Job failure policy controller support #51153

clamoriniere1A · 2017-08-22T22:36:34Z

What this PR does / why we need it:
Start implementing the support of the "Backoff policy and failed pod limit" in the JobController defined in kubernetes/community#583.
This PR depends on a previous PR #48075 that updates the K8s API types.

TODO:

Implement JobSpec.BackoffLimit support
Rebase when [API] Feature/job failure policy #48075 has been merged.
Implement end2end tests

implements kubernetes/community#583

Special notes for your reviewer:

Release note:

Add backoff policy and failed pod limit for a job

k8s-ci-robot · 2017-08-22T22:36:47Z

Hi @clamoriniere1A. Thanks for your PR.

I'm waiting for a kubernetes member to verify that this patch is reasonable to test. If it is, they should reply with /ok-to-test on its own line. Until that is done, I will not automatically test new commits in this PR, but the usual testing commands by org members will still work.
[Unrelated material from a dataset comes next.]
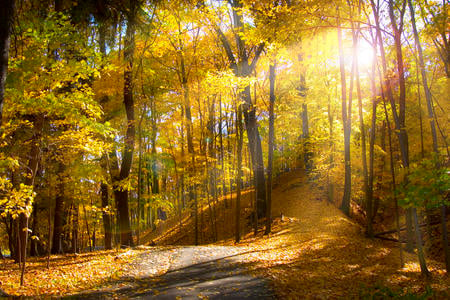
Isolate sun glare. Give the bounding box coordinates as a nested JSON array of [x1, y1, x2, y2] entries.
[[358, 40, 373, 70]]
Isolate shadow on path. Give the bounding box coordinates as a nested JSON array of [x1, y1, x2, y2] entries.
[[64, 246, 276, 299]]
Regular contributors should join the org to skip this step.

I understand the commands that are listed here.

Instructions for interacting with me using PR comments are available here. If you have questions or suggestions related to my behavior, please file an issue against the kubernetes/test-infra repository. I understand the commands that are listed here.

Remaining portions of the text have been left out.